We’d moved the year before, out of state and out of culture. Thanksgiving was shaping up as friends going out of town to be with relatives, so we’d planned a quiet weekend at our homestead.
This was not a problem; we’re not big on commercial holidays, preferring to recognize the Earth-centered seasonal markers usually found beneath the layers of marketing distortions. I remember one year when a work colleague bemoaned the approach of this Big Family Day signaling the start of a season of "oughts" and obligations. She wanted to go skiing but "needed" to put in an appearance with her family who often squabbled of late over her sister's antics. She was distraught, torn between having a memorable time with friends, dutifully filling a chair and listening to bickering, and the pictures implanted in her head of the Perfect Hollywood-Hallmark Happy Family.
"Aren't holidays supposed to be fun?" she remarked. "Well, if they aren't, why do you continue to go?" I asked her. It's important to be with family when we want to be and when they need us, but it's not important to follow a commercially imposed script.
On Monday, my husband came home from work with a flier in his hand. “Ginger’s” cafe where he ate lunch was a popular place, usually crowded at lunch time. We’d also been there several times for breakfast on the weekends and it was crowded then, too. The flier announced that all Ginger’s customers not otherwise engaged were invited to a Thanksgiving potluck to be held in a community room at the shopping center where her cafe was located, and open to those with no particular plans for the day.
Ginger and her husband would provide coffee, tea, soft drinks and the turkeys. I think she divided guests’ contributions alphabetically (A through H, appetizers or salad, I through P, side dishes, and the dessert group), but she made it clear you could bring whatever you wanted if the alphabetical guidelines didn’t work for you. We decided she had a great idea. While we knew only one of her other customers, we were acquainted with Ginger and her husband, and we were up for something different.

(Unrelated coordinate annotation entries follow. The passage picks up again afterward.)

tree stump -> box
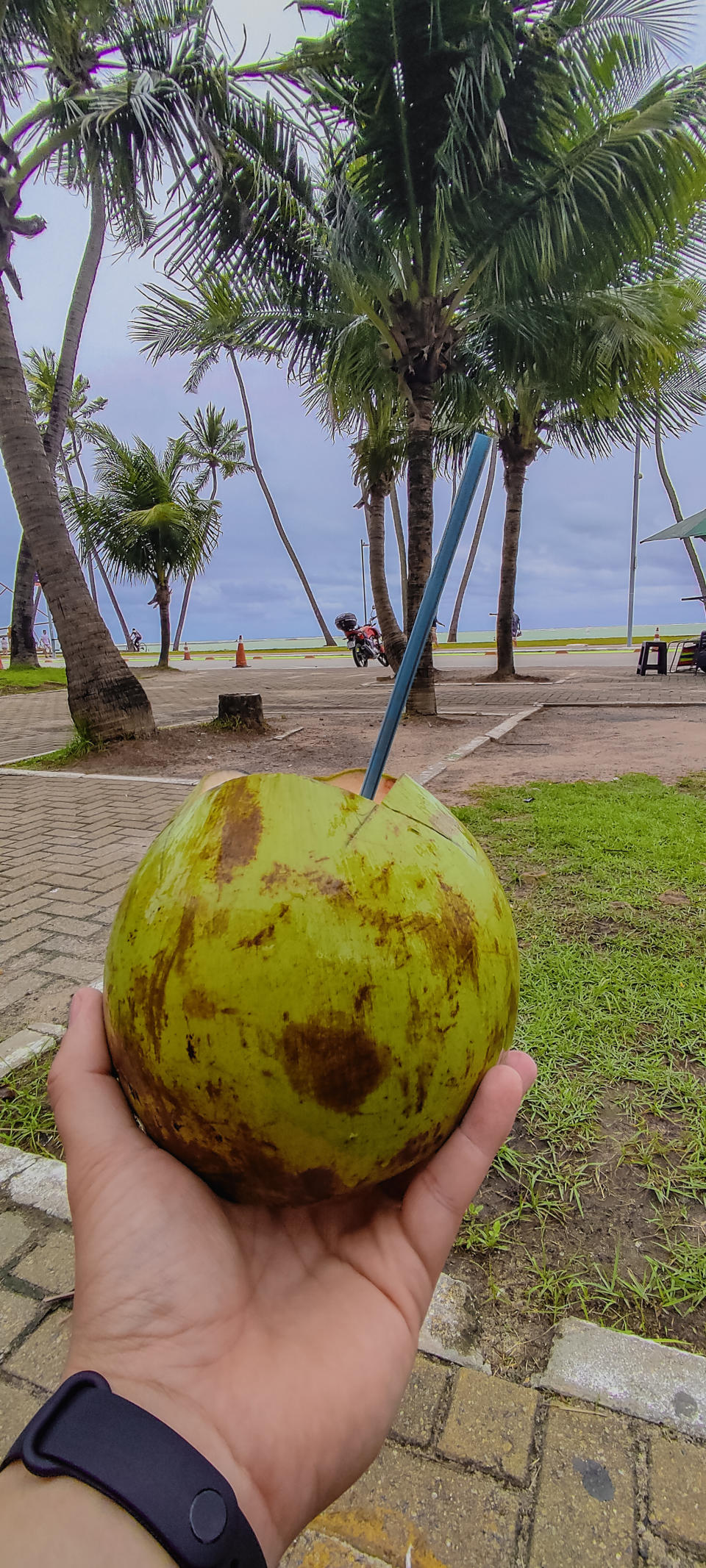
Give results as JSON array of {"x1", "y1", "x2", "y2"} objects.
[{"x1": 218, "y1": 692, "x2": 267, "y2": 729}]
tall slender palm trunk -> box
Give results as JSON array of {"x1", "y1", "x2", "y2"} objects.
[
  {"x1": 496, "y1": 455, "x2": 530, "y2": 681},
  {"x1": 364, "y1": 484, "x2": 407, "y2": 670},
  {"x1": 447, "y1": 440, "x2": 497, "y2": 643},
  {"x1": 389, "y1": 484, "x2": 410, "y2": 637},
  {"x1": 155, "y1": 583, "x2": 171, "y2": 670},
  {"x1": 173, "y1": 469, "x2": 218, "y2": 654},
  {"x1": 655, "y1": 409, "x2": 706, "y2": 615},
  {"x1": 10, "y1": 534, "x2": 39, "y2": 670},
  {"x1": 10, "y1": 176, "x2": 105, "y2": 667},
  {"x1": 407, "y1": 381, "x2": 436, "y2": 715},
  {"x1": 227, "y1": 348, "x2": 336, "y2": 648},
  {"x1": 0, "y1": 284, "x2": 155, "y2": 740}
]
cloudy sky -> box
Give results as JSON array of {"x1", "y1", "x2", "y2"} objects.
[{"x1": 0, "y1": 0, "x2": 706, "y2": 641}]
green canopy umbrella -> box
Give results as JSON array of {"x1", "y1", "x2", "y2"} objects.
[{"x1": 640, "y1": 511, "x2": 706, "y2": 544}]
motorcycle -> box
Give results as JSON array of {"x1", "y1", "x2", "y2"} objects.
[{"x1": 336, "y1": 612, "x2": 389, "y2": 670}]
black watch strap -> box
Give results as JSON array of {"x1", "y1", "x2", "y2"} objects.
[{"x1": 0, "y1": 1372, "x2": 265, "y2": 1568}]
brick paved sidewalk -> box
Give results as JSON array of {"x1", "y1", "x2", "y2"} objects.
[
  {"x1": 0, "y1": 773, "x2": 188, "y2": 1039},
  {"x1": 0, "y1": 717, "x2": 706, "y2": 1568},
  {"x1": 0, "y1": 1187, "x2": 706, "y2": 1568}
]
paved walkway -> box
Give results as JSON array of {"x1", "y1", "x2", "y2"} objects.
[
  {"x1": 0, "y1": 656, "x2": 706, "y2": 762},
  {"x1": 0, "y1": 1168, "x2": 706, "y2": 1568},
  {"x1": 0, "y1": 680, "x2": 706, "y2": 1568}
]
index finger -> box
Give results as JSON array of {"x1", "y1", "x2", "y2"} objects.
[{"x1": 402, "y1": 1050, "x2": 537, "y2": 1281}]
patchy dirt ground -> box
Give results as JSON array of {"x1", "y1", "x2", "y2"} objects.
[
  {"x1": 62, "y1": 714, "x2": 479, "y2": 779},
  {"x1": 60, "y1": 699, "x2": 706, "y2": 804}
]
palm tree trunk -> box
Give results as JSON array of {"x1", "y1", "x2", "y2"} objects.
[
  {"x1": 10, "y1": 534, "x2": 39, "y2": 670},
  {"x1": 174, "y1": 573, "x2": 195, "y2": 654},
  {"x1": 363, "y1": 484, "x2": 407, "y2": 670},
  {"x1": 496, "y1": 458, "x2": 527, "y2": 681},
  {"x1": 389, "y1": 484, "x2": 410, "y2": 637},
  {"x1": 0, "y1": 284, "x2": 155, "y2": 740},
  {"x1": 227, "y1": 348, "x2": 336, "y2": 648},
  {"x1": 655, "y1": 409, "x2": 706, "y2": 615},
  {"x1": 173, "y1": 470, "x2": 218, "y2": 654},
  {"x1": 86, "y1": 554, "x2": 99, "y2": 610},
  {"x1": 10, "y1": 176, "x2": 105, "y2": 665},
  {"x1": 407, "y1": 382, "x2": 436, "y2": 714},
  {"x1": 155, "y1": 585, "x2": 171, "y2": 670},
  {"x1": 447, "y1": 440, "x2": 497, "y2": 643}
]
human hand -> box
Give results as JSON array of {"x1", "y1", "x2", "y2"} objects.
[{"x1": 49, "y1": 989, "x2": 535, "y2": 1564}]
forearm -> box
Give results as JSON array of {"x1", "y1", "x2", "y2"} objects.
[{"x1": 0, "y1": 1461, "x2": 174, "y2": 1568}]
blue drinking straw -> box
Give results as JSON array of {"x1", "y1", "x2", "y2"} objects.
[{"x1": 361, "y1": 434, "x2": 491, "y2": 800}]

Thanksgiving Thursday arrived brisk and sunny, and when we showed up at the appointed hour there were quite a few people there already. We checked in with Ginger, added our contributions to the quickly filling tables and ourselves to the growing line as yet more people came in the door. And we thought we were probably the only ones kicking back solo over the weekend!
When our plates were full we turned to face the next step - looking for a place to sit and prospective conversation partners - when another couple approached us asking if we’d like to find a table with them. We would. We did. The food was good and the conversation turned out to be especially fun. We hit it off immediately with our new acquaintances who are still friends some sixteen years later, having passed various holidays at each other’s homes. We would probably have met them eventually through some other community activity, since we shared several interests, but this simple alternative to the Perfect Happy Family Day was an ideal introduction.
Ginger and her husband retired and closed their cafe, but I often wonder how many other friendships began at that potluck, all because one woman had a good idea about doing things a little differently.